At one point that evening, he said, “I’ve been having… I suppose you’d call it counselling… about what happened to Caroline.”
Ben said, “Haven’t the Kéthani set up… I don’t know what you’d call them—clinics? Anyway, places you can go to talk about what’s happened, how it affects you personally…” He stopped there. Ben, alone in our group, was not implanted, and he had never told us the reason why—but that’s another story.
All across the world, stricken citizens remembered life before the Kéthani, grieving over loved ones who had died—died and gone to oblivion everlasting—while accepting the gift for themselves and suffering the consequences of renewed grief and guilt. I’d read about the psychiatric clinics set up to help us.
Richard Lincoln
said, “Representatives of the Kéthani, humans recruited to do the administrative work of the aliens, have started counselling stations. The thing is, there are rumours.”

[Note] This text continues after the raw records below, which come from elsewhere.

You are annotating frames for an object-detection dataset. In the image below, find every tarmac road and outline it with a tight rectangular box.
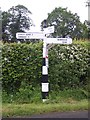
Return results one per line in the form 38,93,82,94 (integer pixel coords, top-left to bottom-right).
30,111,88,118
2,110,90,120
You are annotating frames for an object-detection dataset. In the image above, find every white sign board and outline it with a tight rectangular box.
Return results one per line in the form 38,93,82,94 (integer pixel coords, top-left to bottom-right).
16,32,45,39
44,26,54,34
45,38,72,44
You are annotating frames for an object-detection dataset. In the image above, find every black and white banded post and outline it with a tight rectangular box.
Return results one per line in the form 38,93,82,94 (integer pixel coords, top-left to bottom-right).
41,21,49,102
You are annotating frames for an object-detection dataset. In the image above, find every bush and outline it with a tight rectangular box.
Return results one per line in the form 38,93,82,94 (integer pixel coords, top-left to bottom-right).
2,42,89,95
2,43,42,93
49,44,89,90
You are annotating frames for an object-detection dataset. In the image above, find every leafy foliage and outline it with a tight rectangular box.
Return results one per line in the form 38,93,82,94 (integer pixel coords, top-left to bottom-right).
49,45,89,90
2,43,89,94
2,5,33,42
2,43,42,93
41,7,88,39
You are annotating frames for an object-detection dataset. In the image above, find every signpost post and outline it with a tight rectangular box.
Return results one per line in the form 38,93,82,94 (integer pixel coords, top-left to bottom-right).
16,26,72,102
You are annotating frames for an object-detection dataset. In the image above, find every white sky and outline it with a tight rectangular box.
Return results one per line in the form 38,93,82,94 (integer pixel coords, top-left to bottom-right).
0,0,88,30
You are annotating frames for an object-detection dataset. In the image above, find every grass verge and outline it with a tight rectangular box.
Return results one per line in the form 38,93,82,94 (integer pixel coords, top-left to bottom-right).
2,99,88,117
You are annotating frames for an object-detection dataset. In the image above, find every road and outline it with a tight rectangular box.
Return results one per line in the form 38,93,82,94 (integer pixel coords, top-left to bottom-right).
2,110,90,120
31,111,88,118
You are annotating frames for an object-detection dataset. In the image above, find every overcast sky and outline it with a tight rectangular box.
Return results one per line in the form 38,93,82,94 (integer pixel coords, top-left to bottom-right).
0,0,88,30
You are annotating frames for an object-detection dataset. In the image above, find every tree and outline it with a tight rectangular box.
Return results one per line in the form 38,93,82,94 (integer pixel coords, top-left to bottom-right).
2,11,10,41
41,7,87,39
2,5,33,42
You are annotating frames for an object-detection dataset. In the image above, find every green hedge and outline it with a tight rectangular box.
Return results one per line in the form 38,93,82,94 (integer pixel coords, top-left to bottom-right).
2,42,89,93
2,43,42,93
49,44,89,90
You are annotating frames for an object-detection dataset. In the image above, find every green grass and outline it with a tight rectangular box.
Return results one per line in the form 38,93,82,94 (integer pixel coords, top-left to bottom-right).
2,99,88,117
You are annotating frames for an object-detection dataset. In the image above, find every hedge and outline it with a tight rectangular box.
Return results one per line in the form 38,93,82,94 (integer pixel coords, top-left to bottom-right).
2,42,89,93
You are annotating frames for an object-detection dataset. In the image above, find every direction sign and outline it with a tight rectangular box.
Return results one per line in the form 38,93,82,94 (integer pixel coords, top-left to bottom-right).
44,26,54,34
45,38,72,44
16,32,45,39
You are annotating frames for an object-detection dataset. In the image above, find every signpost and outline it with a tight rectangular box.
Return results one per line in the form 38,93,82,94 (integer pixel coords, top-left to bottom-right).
45,38,72,44
16,26,72,102
44,26,54,34
16,32,45,39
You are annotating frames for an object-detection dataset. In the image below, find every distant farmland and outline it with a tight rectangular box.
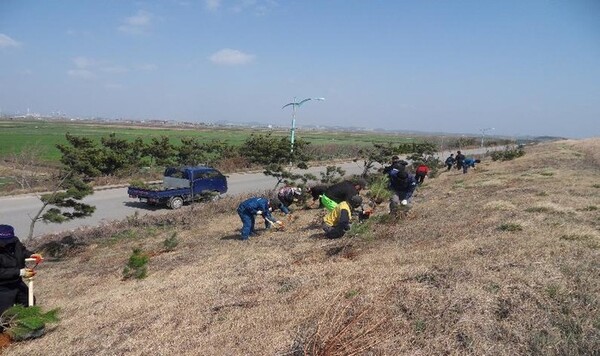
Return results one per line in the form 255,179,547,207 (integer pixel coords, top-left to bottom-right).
0,120,423,161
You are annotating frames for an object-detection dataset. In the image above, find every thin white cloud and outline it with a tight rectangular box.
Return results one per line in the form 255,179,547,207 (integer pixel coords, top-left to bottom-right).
204,0,221,11
118,10,155,35
104,83,124,90
0,33,21,48
136,63,158,71
67,69,96,80
232,0,278,16
208,48,255,66
73,56,96,69
100,66,129,74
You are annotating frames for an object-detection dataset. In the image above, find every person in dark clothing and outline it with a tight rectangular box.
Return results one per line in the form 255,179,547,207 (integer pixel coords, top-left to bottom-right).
389,169,417,214
323,195,362,239
321,179,367,211
0,225,43,314
277,186,302,215
415,164,429,184
445,153,455,171
455,151,465,169
308,184,329,208
463,158,481,174
237,197,282,240
383,156,408,174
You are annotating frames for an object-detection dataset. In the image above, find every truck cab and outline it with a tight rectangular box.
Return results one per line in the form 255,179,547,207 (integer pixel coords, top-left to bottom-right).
128,166,227,209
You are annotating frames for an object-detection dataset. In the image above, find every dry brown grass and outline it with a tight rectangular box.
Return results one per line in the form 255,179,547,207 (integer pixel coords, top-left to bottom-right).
8,140,600,355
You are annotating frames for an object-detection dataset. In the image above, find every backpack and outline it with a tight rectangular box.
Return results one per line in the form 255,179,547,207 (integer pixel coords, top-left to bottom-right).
388,168,407,189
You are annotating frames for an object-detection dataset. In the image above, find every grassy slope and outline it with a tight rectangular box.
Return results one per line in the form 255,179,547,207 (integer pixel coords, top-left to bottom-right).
9,140,600,355
0,121,422,162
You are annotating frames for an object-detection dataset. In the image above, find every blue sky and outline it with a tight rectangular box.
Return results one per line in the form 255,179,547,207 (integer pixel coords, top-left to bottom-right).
0,0,600,138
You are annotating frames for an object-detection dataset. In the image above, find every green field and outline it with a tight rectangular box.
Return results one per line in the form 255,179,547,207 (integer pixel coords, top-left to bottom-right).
0,120,422,161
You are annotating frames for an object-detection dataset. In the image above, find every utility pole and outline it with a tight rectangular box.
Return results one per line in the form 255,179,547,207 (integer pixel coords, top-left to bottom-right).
282,97,325,160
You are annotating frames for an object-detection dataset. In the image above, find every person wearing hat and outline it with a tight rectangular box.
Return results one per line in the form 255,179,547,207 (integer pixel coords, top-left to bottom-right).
0,225,43,314
454,151,466,169
383,156,408,174
444,153,455,171
323,195,362,239
388,168,417,214
321,178,367,211
237,197,282,240
306,184,329,208
277,186,302,215
463,157,481,174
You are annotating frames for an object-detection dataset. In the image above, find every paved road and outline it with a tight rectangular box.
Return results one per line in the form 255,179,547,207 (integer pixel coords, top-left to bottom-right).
0,149,502,237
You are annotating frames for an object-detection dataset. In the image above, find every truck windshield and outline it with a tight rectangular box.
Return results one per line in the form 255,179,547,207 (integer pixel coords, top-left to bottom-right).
165,168,187,179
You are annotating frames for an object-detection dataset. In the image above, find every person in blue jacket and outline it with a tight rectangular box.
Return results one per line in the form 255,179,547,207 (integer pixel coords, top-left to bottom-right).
237,197,282,240
462,157,481,174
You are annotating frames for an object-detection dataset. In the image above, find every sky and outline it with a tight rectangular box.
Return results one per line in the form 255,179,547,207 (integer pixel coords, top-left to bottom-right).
0,0,600,138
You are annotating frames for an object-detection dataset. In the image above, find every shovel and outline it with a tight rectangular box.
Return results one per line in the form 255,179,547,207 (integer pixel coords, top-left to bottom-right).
23,258,37,307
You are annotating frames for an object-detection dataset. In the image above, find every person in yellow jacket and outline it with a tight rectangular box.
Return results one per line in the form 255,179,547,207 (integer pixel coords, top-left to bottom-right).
323,195,362,239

I looked at him. “What do you mean?”
He shrugged. “Look, this is just hearsay. But I’ve heard that these counsellors… well, that they’re actually representatives of the Kéthani race.”
We stared at him. As a ferryman, his words on these matters carried a certain weight.

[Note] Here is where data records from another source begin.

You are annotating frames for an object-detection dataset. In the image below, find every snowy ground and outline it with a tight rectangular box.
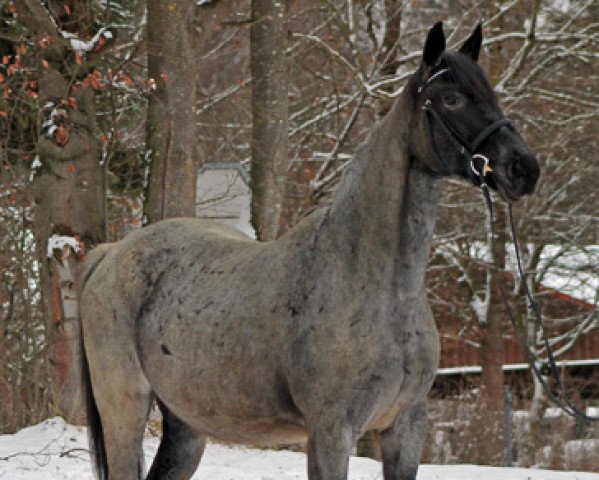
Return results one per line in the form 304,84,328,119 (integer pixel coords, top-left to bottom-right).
0,418,599,480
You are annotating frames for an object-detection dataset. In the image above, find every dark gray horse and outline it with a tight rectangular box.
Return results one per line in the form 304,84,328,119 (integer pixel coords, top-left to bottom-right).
81,23,539,480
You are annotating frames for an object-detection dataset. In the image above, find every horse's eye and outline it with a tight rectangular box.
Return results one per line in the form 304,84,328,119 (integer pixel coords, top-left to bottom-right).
443,92,464,109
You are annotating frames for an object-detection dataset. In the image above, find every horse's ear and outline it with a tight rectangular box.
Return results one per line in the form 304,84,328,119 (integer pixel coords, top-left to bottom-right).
460,23,483,62
422,22,445,67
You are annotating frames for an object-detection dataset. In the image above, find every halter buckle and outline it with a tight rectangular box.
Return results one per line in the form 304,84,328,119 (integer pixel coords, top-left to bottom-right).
470,153,493,180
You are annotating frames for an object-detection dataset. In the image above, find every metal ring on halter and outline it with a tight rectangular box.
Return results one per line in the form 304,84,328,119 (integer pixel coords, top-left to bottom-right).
470,153,493,180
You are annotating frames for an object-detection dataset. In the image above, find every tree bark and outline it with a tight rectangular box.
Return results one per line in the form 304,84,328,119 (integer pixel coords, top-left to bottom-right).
144,0,200,223
250,0,289,241
15,0,106,421
480,5,507,412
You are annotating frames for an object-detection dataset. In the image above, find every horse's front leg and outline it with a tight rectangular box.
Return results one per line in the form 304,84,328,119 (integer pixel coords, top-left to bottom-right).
308,418,357,480
380,400,427,480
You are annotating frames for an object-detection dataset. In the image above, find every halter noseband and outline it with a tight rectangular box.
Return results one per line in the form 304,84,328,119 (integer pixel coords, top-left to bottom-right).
418,68,514,185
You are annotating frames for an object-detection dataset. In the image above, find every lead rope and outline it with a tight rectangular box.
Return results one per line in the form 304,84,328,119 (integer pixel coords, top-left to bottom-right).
470,163,599,422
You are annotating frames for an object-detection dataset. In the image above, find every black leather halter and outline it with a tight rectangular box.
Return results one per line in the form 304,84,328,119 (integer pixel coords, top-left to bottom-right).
418,68,515,183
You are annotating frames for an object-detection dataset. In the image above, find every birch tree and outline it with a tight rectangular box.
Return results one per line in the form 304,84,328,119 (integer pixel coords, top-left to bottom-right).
250,0,289,241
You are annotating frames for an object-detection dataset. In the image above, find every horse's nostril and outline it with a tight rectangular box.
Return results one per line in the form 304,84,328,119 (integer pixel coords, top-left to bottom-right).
508,157,526,179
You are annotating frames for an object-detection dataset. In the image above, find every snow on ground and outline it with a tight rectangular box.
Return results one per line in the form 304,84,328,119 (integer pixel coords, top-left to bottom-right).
0,418,599,480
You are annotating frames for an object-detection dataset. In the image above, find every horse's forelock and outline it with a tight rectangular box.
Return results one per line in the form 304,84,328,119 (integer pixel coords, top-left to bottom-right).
440,52,498,106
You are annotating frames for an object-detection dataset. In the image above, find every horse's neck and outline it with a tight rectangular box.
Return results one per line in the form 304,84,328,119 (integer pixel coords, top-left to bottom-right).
319,93,440,296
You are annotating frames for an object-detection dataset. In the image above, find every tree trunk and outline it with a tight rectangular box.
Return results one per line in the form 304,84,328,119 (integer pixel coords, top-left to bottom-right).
250,0,289,241
15,0,106,421
480,1,507,412
144,0,200,223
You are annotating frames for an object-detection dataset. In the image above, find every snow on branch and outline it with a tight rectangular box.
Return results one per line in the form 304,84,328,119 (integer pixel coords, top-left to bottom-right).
60,27,116,54
46,234,81,258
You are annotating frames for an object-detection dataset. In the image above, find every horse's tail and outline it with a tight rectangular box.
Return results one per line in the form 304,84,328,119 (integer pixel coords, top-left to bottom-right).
79,244,109,480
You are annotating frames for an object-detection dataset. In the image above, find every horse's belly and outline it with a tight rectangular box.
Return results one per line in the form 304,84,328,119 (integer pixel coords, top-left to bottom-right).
184,416,308,447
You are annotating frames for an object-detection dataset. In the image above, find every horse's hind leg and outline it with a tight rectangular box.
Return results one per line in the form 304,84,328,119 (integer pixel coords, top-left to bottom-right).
308,418,357,480
90,356,152,480
379,400,427,480
147,402,206,480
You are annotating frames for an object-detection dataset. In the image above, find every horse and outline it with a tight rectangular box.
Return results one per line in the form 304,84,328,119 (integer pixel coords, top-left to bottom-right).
80,22,539,480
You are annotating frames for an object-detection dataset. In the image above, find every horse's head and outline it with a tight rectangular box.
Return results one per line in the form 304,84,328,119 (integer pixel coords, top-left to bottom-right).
407,22,539,201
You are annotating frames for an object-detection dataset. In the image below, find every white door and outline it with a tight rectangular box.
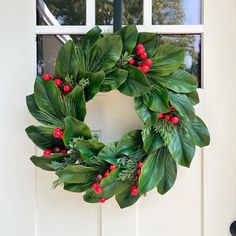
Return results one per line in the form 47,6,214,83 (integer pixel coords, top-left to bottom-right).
0,0,236,236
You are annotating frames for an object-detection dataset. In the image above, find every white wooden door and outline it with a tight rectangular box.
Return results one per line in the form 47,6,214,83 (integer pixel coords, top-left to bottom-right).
0,0,236,236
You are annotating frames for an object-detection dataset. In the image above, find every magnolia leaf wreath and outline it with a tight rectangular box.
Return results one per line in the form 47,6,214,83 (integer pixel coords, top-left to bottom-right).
26,25,210,208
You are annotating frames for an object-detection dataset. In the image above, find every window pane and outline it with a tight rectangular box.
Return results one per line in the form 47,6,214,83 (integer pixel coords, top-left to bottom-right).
152,0,201,25
37,0,86,25
96,0,143,25
160,34,201,87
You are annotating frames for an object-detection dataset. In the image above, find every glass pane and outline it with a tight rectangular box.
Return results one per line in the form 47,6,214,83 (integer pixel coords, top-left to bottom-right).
160,34,201,87
37,0,86,25
96,0,143,25
152,0,201,25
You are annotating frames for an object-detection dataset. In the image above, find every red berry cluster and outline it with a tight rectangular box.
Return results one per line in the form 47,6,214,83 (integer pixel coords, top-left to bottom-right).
130,162,143,196
158,105,179,125
128,43,152,73
43,74,71,93
92,165,116,203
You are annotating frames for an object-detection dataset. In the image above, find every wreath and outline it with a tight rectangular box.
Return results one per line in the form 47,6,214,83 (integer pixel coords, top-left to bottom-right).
26,25,210,208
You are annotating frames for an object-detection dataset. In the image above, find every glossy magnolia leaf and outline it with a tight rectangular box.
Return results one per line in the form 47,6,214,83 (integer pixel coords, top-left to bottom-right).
157,69,198,93
55,40,79,78
119,65,151,97
116,185,140,208
148,44,185,76
186,91,199,106
143,84,170,113
98,142,118,166
157,148,177,194
81,26,102,51
190,116,210,147
116,25,138,54
137,32,159,57
100,69,128,92
34,77,65,120
25,125,65,150
117,130,145,159
64,181,94,193
168,128,195,167
84,168,131,203
30,154,68,171
138,149,164,194
142,128,163,154
63,117,92,147
88,35,122,72
56,165,100,184
84,71,105,101
134,97,157,125
169,91,195,121
64,86,86,121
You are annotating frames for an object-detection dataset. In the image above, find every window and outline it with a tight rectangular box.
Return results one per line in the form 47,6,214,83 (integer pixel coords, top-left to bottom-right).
36,0,204,86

“You’ve heard that at the Station?” I asked.
“Unofficially, of course. Personally, I don’t know what to think…”
Jeffrey said, with a distant look in his eyes, “To think of it, I might have been pouring out my woes to an extraterrestrial.”
For the rest of the night, we chatted about the pros and cons of this idea.
The thought of the Kéthani amongst us…
Jeffrey said, “Whether I’ve been talking to a human or an alien,” he smiled, “I know that it’s done me some good. Some things just can’t be handled alone.”
I was to remember these words, a few weeks later, when Jeffrey suffered another tragic loss.
TWO
ONWARD STATION
That winter was the coldest in living memory, and January saw a record fall of snow across the north of England. On the last Monday of the month I sat in the warmth of the staff room and gazed out across the snow-sealed moorland, my mind completely blank. Miller, Head of Maths, dropped himself into the opposite seat, effectively blocking my view.
“Jeffrey,” he said. “You take year thirteen for Film Studies, don’t you?”
“For my sins.”
“What do you make of the Hainault girl?”
“I was away when she started,” I said. It had been mid-December, and I’d had other things on my mind.
“Oh, of course. Sorry. Well, you take them today, don’t you?”
“Last period. Why?”
He had the annoying habit of tapping the implant at his temple with a nicotine-stained finger, producing an insistent, hollow beat.